A dança segue encabeçada por Hannah que agarra o corpo da amiga como se fosse uma boneca gigante e, afagando o cabelo da amada Marquesa, murmura a letra da música como se ninasse para ela dormir. Lorraine, chorando e soluçando, vai até a Hannah e a abraça seguida pelas outras amigas.
De repente, estão todas murmurando a letra da música, abraçadas entre si, numa lenta coreografia como se estivessem protegendo-se. Depois, seguem com o corpo da Marquesa até a cadeira, sentam a amiga e continuam abraçadas, chorando e soluçando. Lá fora, a chuva engrossou estupidamente, raios e trovões pipocam no ar, cães latem assustados pelas ruas. No alto da escada, Dona Fifia, a mãe da Marquesa ainda sonolenta, observa em silêncio.
Lágrimas varrem o rosto daquela velha senhora que, na sua ignorância e ingenuidade, sofre com a solidão daquela cena.

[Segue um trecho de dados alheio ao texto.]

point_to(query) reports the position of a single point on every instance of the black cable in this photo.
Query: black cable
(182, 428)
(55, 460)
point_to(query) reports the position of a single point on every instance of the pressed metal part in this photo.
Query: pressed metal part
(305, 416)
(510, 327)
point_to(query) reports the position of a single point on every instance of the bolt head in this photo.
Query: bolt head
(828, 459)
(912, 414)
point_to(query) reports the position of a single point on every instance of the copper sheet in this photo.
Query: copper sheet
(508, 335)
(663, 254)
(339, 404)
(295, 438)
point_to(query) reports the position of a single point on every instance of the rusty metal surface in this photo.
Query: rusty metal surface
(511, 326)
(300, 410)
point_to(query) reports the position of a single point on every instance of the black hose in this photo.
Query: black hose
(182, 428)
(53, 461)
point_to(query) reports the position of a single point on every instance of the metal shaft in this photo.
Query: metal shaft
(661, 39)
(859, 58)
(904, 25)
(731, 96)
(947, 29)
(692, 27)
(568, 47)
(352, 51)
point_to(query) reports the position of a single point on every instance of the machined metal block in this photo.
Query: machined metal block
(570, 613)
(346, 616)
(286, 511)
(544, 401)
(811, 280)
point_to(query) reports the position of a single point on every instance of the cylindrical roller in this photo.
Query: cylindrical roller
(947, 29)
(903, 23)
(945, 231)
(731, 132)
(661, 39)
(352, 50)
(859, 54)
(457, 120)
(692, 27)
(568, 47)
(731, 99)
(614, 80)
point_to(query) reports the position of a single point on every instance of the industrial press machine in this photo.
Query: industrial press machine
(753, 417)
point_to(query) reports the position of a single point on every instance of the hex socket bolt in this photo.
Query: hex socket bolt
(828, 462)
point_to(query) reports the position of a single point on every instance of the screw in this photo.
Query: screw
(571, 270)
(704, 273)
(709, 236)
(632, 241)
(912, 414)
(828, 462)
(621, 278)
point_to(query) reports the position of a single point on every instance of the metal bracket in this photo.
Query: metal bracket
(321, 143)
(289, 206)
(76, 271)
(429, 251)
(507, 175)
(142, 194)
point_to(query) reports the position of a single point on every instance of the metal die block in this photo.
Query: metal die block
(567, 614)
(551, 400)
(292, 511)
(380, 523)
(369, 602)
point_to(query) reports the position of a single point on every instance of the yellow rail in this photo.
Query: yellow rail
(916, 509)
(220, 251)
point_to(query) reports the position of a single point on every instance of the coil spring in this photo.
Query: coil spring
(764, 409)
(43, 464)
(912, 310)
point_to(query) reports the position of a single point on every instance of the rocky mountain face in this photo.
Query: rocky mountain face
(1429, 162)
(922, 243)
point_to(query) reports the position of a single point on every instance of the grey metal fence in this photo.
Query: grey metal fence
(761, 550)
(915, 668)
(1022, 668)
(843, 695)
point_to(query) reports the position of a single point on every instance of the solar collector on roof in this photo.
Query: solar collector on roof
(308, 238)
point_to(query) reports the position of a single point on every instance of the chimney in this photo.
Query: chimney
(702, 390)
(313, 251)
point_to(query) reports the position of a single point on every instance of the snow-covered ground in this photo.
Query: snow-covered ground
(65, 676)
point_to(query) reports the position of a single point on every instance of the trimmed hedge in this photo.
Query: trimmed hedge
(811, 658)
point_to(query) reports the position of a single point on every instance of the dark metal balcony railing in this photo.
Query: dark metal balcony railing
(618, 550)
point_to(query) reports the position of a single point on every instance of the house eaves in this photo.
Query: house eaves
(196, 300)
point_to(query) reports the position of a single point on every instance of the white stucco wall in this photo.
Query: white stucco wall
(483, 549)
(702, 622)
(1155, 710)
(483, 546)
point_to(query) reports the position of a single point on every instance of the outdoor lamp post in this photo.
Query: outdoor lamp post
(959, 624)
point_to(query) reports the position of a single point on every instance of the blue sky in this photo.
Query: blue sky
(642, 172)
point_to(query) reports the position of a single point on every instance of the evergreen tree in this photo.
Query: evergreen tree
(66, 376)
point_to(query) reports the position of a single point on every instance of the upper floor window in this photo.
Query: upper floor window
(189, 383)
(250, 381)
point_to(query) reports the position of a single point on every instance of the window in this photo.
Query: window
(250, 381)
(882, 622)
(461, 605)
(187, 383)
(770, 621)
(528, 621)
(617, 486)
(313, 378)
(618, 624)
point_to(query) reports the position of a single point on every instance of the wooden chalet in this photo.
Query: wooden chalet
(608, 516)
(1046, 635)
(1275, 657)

Sem conseguir entender fica perguntando a Deus o porquê daquilo tudo. Ao mesmo tempo, conscientemente, repreende-se por querer contestar. Sente, no íntimo, que não existe culpa, apenas, nada se explica. Resolve sentar no frio degrau de cimento da escada e aguardar o desfecho daquela situação.
E ali fica respirando e chorando, quase num murmúrio, com medo de atrapalhar a emocionante despedida da sua filha. Depois de certo tempo, a chuva já havia diminuído bastante. Apenas, pequenas gotas insistiam em cair, talvez, para continuar lavando o asfalto.
Da janela do salão dois garotos olhavam, admirados, aquele quadro que se desenrolava diante dos seus olhos: um cadáver de olhos fixos no vazio, sentado com a cabeça pendendo para o lado esquerdo, com os cabelos desgrenhados, cercada pelo lado direito por uma travesti enorme e toda de negro, roncando e babando, acompanhada de um cachorrinho que enlouquecido no pé da mesma, grunhia baixinho.
Do lado contrário outra travesti, loira, com a cabeça largada, pendendo para trás da cadeira, de pernas abertas e um vestido curto que deixava a calçinha vermelha à mostra com a neca saindo do lado. Sentadas no chão do cimento frio estavam mais duas estranhas criaturas com as cabeças deitadas sobre os joelhos da defunta, a dormir.
DONA FIFIA: Entrando na sala e indo até as travestis. – Meninas, acordem! Acabei de fazer um café fresquinho e um cuscuz com ovos para vocês. Vamos, levantem. Temos que nos aprontar para o enterro. Levantam-se em um pulo, assustadas, como que pegas num flagra.
CORRINHA: Hi, meu Deus! Desculpe-me, Dona Fifia. Acho que nos excedemos.
LORRAINE: Para com isso Sarkozy! Já pra bolsa. – O cão sai correndo para dentro da valise Chanel.
BRENDA: Meu Deus, puxando o vestido pra encobrir os joelhos, eu estou um caco! Vamos tomar café, lavar a cara e preparar o cortejo.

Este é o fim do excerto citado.